Alors, à voir ? Oui, et non. Mais oui, pour Yvan Attal qui joue toujours juste, pour cette vision de l’enlèvement et pour ce choc final, brutal.

8 Commentaires

  • La mort n’est pas une idée, mais un état (de fait). Quelque chose qui arrive, qui ne se décide pas forcément. Et tragique qui plus est (d’où le déplacé dans ta remarque).
    Tu penses sincèrement que quelqu’un s’est réveillé un matin en se disant « j’ai une idée! et si on disait que HL y meure? comme ça faudra le remplacer dans le film qu’il est en train de tourner! »? Je ne pense pas (que tu le penses).

    L’idée n’était pas dans sa mort, mais dans la réaction à cette mort. Et dans l’astuce permettant de continuer le film coûte que coûte.
    A savoir, le fait de garder les images déjà tournées et embaucher non pas un mais plusieurs acteurs pour continuer le film (au lieu de recommencer à zéro avec un nouvel acteur). En faire une force donc.
    Comme tu sembles l’avoir bien vu.

    Alors tu peux dire, que l’embauche et l’insertion en douceur des différents acteurs en réaction à la mort de HL était la meilleure des idées que l’on ai pu avoir pour ce film. (je me dis que c’est plutôt ça que tu voulais dire)
    Mais pas que « sa mort semble soudain la meilleure des idées ». (où là, tu dis que quelqu’un a pensé qu’il ferait bien de mourir pour rendre le film meilleur, et qu’il a eu raison!!)

    De l’importance de maîtriser son expression et la syntaxe…

    De même que cette remarque, si elle avait été au milieu d’un billet totalement second degré, d’humour de dérision ou trash, n’aurait pas eu le même impact.
    Mais ici, dans un billet d’émotion où tu expliques (et essaye d’argumenter) ton point de vue…

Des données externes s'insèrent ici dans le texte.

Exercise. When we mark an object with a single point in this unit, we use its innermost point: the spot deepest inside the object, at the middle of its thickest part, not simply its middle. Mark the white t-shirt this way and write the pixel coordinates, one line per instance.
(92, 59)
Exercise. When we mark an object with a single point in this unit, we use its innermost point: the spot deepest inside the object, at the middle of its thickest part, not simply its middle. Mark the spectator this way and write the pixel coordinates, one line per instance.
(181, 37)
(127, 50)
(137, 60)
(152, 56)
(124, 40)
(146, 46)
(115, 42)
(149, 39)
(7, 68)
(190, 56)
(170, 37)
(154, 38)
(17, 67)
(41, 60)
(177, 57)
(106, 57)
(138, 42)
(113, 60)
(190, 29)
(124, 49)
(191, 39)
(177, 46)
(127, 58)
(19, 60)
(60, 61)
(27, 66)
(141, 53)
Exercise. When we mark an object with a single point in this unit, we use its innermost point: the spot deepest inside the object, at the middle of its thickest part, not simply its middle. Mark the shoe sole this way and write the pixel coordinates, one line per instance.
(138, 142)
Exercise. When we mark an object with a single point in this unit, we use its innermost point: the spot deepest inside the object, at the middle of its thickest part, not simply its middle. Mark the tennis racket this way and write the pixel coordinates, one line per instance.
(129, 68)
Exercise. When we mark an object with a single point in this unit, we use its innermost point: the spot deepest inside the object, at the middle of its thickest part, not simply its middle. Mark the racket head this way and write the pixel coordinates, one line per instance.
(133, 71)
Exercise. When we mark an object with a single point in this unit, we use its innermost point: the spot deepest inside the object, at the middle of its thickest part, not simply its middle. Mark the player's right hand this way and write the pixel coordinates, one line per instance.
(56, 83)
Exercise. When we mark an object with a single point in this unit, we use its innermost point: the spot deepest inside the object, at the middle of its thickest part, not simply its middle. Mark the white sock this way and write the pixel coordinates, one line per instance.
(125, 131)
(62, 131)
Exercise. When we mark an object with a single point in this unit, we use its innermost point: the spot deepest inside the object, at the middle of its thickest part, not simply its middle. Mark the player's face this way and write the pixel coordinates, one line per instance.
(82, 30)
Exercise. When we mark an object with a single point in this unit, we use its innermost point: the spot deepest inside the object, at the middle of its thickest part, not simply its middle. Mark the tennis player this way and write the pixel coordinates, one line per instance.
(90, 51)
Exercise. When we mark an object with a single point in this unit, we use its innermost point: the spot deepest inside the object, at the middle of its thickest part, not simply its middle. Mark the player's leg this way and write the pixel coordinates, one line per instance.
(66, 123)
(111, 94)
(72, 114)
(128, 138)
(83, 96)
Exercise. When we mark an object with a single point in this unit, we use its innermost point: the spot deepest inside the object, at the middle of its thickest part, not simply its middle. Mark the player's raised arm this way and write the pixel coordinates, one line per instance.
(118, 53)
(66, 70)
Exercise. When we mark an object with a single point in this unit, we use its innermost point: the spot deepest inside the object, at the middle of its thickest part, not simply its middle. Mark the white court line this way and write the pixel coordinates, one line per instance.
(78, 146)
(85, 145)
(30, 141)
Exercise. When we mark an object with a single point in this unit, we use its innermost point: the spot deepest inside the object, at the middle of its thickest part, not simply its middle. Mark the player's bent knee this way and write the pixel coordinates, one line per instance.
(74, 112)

    La façon dont on formule ses idées ou ses opinions est tout aussi, voir plus importante que l’idée elle même. Parce que, en particulier à l’écrit et sur net, elle devient une représentation de cette opinion. Puisque c’est la forme sous laquelle les personnes vont la recevoir (et donc l’interpréter).

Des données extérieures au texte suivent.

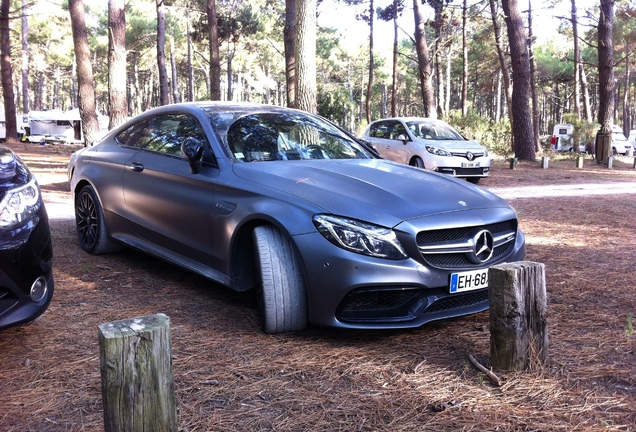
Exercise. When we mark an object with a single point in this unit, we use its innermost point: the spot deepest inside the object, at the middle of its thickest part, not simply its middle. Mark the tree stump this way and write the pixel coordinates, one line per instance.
(518, 321)
(137, 379)
(580, 159)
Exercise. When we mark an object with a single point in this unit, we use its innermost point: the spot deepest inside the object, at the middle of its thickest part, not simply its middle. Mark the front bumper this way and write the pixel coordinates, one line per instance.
(354, 291)
(26, 271)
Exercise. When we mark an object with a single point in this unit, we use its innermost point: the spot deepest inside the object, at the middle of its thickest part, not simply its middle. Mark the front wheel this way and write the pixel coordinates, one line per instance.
(282, 296)
(90, 223)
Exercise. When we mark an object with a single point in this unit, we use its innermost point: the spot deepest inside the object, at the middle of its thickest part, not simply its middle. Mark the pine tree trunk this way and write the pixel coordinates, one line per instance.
(371, 64)
(6, 70)
(306, 55)
(606, 81)
(25, 58)
(164, 95)
(533, 89)
(502, 61)
(577, 61)
(215, 57)
(117, 79)
(424, 62)
(394, 84)
(86, 92)
(173, 69)
(464, 59)
(289, 37)
(521, 124)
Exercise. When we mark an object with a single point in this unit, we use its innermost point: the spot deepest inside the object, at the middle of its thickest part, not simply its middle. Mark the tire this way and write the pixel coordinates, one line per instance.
(91, 225)
(417, 162)
(282, 296)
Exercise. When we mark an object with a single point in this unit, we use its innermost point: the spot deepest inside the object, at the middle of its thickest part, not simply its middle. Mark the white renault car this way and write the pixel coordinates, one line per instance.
(430, 144)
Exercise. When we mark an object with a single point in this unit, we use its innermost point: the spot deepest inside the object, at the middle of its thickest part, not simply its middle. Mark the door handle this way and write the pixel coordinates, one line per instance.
(136, 166)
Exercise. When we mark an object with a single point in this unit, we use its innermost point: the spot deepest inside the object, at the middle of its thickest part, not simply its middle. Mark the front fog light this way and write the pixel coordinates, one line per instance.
(39, 289)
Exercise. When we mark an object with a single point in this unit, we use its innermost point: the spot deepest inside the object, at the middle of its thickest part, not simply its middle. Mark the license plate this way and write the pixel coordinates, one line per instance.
(470, 164)
(468, 281)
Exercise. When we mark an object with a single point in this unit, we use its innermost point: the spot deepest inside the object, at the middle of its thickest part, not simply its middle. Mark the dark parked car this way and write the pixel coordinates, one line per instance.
(431, 144)
(284, 202)
(26, 256)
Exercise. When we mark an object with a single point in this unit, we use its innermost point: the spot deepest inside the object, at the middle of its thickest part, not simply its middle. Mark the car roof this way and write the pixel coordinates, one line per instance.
(410, 119)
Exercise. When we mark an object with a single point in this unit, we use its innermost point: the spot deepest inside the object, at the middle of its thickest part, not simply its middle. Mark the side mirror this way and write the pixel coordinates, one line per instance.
(192, 149)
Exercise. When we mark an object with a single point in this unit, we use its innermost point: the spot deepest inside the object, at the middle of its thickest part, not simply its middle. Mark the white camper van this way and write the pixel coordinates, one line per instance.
(21, 122)
(55, 126)
(562, 139)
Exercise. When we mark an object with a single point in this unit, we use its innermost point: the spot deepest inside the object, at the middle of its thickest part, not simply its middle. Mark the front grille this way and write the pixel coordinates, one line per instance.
(386, 304)
(469, 171)
(463, 154)
(458, 301)
(449, 249)
(7, 300)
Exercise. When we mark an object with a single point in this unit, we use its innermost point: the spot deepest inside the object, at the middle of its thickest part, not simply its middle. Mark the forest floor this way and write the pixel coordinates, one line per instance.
(229, 376)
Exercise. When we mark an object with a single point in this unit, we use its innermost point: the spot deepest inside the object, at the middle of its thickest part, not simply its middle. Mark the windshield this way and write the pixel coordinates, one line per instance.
(433, 130)
(287, 136)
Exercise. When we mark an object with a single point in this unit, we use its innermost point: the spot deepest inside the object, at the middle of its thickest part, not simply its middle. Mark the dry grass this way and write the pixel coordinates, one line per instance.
(231, 377)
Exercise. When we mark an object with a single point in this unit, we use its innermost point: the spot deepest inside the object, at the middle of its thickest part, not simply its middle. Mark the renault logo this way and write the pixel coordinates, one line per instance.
(483, 247)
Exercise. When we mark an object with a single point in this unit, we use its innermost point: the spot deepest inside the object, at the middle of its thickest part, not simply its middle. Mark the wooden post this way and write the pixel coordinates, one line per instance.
(137, 380)
(518, 322)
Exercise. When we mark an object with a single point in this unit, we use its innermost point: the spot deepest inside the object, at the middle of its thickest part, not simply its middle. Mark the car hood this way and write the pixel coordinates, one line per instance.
(13, 172)
(373, 190)
(453, 144)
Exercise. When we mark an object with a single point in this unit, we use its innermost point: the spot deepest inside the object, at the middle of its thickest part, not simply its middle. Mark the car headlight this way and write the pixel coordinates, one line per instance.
(19, 204)
(438, 151)
(360, 237)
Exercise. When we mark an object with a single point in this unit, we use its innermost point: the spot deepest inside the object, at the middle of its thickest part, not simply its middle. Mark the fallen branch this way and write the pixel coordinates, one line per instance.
(494, 378)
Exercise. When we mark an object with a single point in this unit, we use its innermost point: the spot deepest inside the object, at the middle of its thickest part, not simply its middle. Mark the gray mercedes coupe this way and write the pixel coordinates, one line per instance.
(285, 203)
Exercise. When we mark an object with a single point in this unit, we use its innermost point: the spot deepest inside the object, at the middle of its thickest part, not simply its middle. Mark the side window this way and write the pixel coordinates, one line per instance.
(163, 133)
(381, 130)
(398, 130)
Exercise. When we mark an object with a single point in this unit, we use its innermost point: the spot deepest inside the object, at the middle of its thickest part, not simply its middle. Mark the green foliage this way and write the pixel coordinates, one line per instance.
(629, 328)
(495, 136)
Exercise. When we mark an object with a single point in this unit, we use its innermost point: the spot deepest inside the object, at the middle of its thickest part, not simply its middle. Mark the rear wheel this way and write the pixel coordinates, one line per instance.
(282, 296)
(90, 223)
(417, 162)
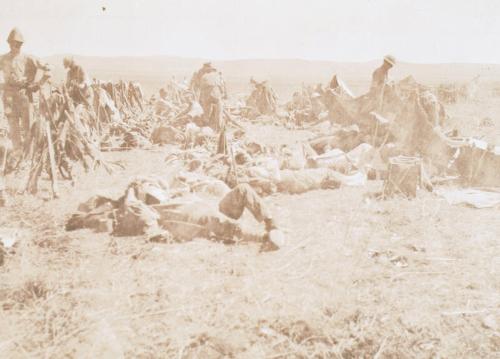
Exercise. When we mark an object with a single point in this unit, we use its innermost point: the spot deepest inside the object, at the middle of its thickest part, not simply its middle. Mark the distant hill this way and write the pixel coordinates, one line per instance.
(286, 76)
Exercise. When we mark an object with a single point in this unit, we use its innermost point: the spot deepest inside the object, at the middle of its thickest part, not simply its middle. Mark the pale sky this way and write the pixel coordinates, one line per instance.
(426, 31)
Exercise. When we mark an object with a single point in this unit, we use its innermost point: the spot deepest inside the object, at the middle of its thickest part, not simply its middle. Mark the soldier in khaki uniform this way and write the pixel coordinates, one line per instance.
(77, 82)
(381, 75)
(20, 72)
(211, 99)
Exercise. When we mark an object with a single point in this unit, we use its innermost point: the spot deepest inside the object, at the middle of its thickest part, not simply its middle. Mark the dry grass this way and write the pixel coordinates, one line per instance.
(358, 278)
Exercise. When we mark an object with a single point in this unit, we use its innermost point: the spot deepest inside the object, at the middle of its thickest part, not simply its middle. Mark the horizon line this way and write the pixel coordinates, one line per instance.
(405, 62)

  • « Alors tu peux dire »

    Heureusement que tu es la pour faire part de ce que Vinz peut dire ou non sur son espace perso.

    Je suis d’accord que le propos n’est pas très délicat, mais le tiens ne l’est pas vraiment plus…

    j’ai vu l’imaginarium et je ne sais pas s’il me manque cette âme d’enfant dont tu parles, mais passé le décor et l’ambiance, j’ai trouvé ce film vide.

  • Ca faisait longtemps qu’on n’avait pas eu droit à une branlette de cervelle sur tes commentaires Vincent, ça manquait.

    Moi je pense que la mort de Heath Ledger est une excellente idée, elle a magnifié ses dernières apparitions. D’ailleurs je soupçonne le producteur d’Imaginarium de l’avoir eue pour s’en débarrasser pour pouvoir s’offrir ses remplaçants, et Bernie Ecclestone de l’avoir copiée 6 mois après à Singapour. 👿

  • Moi je pense qu’à un moment, faut ECOUTER les conseils AVISES des gens, faire des efforts, apprendre à écrire. Ou alors arrêter de bloguer.
    Mais moi, je suis un connard. Et j’aime pas qu’on s’en prenne a Enfangatee en plus.

  • Nan ce n’est pas possible, apprendre à écrire ou arrêter de bloguer. Skyblog c’est tout un pan de l’économie française, et imposer ce dilemme à ses utilisateurs c’est être sur de faire s’écrouler ce pan !

    Et puis moi je pense que quand on donne un conseil, on peut dire « je te conseille de… », mais on ne peut pas dire « tu peux… tu ne peux pas… », donc ce n’était pas un conseil. Alors moi je pense qu’il faudrait apprendre à écrire afin qu’un conseil ne soit pas pris pour un ordre ou arrêter de commenter.
    Mais moi je ne vaux pas mieux que Sharky qui est un connard.

  • Ah oui, pardon 🙂
    Donc « je te conseille de fermer ta gueule » vaut mieux que « tu peux pas fermer ta gueule »?
    Je note. \o/

  • Putain je pensais pas que tu pouvais avoir des fans Viinz. GG.

    Enfin au moins 2.

    Maintenant, il faudrait réussir à faire un ratio fans vs détracteurs et je suis certain qu’on se marrerait bien 🙂

  • Ah mais moi je pense que « tu peux pas fermer ta gueule ? » ça marche, c’est ni un ordre ni un conseil, c’est une question.

    C’est bizarre ce rapport à l’oral : écouter au lieu de lire, fermer sa gueule au lieu de cesser d’écrire, le vocabulaire manque singulièrement de précision. Après on s’étonne de ne pas se comprendre.